We also learned before, that for relatively small displacements, the force FS required
to stretch or compress the spring is directly proportional to the displacement x. This
proportionality may be may be converted into an equation by using a proportionality
constant k (called spring constant, describing the “stiffness” of a spring): FS = kx
A spring behaving like that is called and ideal spring.
Example: A tire pressure gauge
In a tire pressure gauge, the air in the tire pushes against a plunger attached to a spring
when the gauge is pressed against the tire valve. Suppose the spring constant is
k=320 N/m and the bar indicator of the gage extends 2.0 cm
when the gauge is pressed against the tire valve. What force
does the air in the tire apply to the spring?
We assume that the spring is an ideal spring, so that the
relation F = kx is obeyed. The spring constant k is known
and so is the displacement x.
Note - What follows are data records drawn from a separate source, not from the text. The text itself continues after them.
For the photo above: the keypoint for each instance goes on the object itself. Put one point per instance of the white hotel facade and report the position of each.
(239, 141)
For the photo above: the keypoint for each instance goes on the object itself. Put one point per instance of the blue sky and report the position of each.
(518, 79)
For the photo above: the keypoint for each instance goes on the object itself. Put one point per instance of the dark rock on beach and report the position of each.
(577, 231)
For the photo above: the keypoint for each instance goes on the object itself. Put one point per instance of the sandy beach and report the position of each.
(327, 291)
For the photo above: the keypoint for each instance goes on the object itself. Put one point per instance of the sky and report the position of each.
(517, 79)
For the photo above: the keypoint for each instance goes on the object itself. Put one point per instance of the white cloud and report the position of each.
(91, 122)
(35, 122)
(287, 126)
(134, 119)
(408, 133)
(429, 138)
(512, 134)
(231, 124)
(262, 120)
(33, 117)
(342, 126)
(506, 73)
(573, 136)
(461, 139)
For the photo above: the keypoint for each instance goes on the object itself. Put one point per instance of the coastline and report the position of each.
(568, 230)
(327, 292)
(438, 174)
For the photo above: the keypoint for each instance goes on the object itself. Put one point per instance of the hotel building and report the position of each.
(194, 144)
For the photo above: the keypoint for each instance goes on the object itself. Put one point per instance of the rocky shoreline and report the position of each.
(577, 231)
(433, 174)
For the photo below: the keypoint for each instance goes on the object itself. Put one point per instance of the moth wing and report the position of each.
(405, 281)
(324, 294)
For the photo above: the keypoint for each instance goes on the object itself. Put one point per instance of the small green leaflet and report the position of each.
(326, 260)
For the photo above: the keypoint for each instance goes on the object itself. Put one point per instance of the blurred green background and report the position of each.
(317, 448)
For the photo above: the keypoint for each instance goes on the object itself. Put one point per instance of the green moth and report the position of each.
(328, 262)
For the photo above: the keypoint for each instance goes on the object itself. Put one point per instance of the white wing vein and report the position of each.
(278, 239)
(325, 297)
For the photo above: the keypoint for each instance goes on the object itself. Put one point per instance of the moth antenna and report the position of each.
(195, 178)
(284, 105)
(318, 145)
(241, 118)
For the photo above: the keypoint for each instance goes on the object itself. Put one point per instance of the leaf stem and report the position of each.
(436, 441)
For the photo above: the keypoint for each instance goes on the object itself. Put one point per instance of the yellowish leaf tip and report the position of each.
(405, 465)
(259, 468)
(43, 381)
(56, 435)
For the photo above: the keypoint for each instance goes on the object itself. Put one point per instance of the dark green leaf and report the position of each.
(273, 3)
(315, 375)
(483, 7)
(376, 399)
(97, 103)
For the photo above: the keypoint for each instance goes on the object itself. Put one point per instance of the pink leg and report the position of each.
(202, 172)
Therefore, we can determine
the force applied to the spring.
F = kx = (320 N/m)(0.020 m) = 6.4 N
Hooke’s Law
To stretch or compress a spring, a force must be applied to it. In accord with
Newton’s third law, the spring exerts an oppositely directed force of equal
magnitude. This reaction force is applied to the spring to the agent that does the
pulling or pushing. In other words, the reaction force is applied to the object attached
to the spring. The reaction force is also called restoring force, since it brings the
spring back into it’s original position.
HOOKE’S LAW - RESTORING FORCE OF AN IDEAL SPRING
The restoring force of an ideal spring is F = -kx
where k is the spring constant and x is the displacement of the spring from its
unstrained length. The minus sign indicates that the restoring force always points in a
direction opposite to the displacement of the spring.
One example for the restoring force of springs is a
trampoline - you compress the springs going in - and the
restoring force will lift you up into the air.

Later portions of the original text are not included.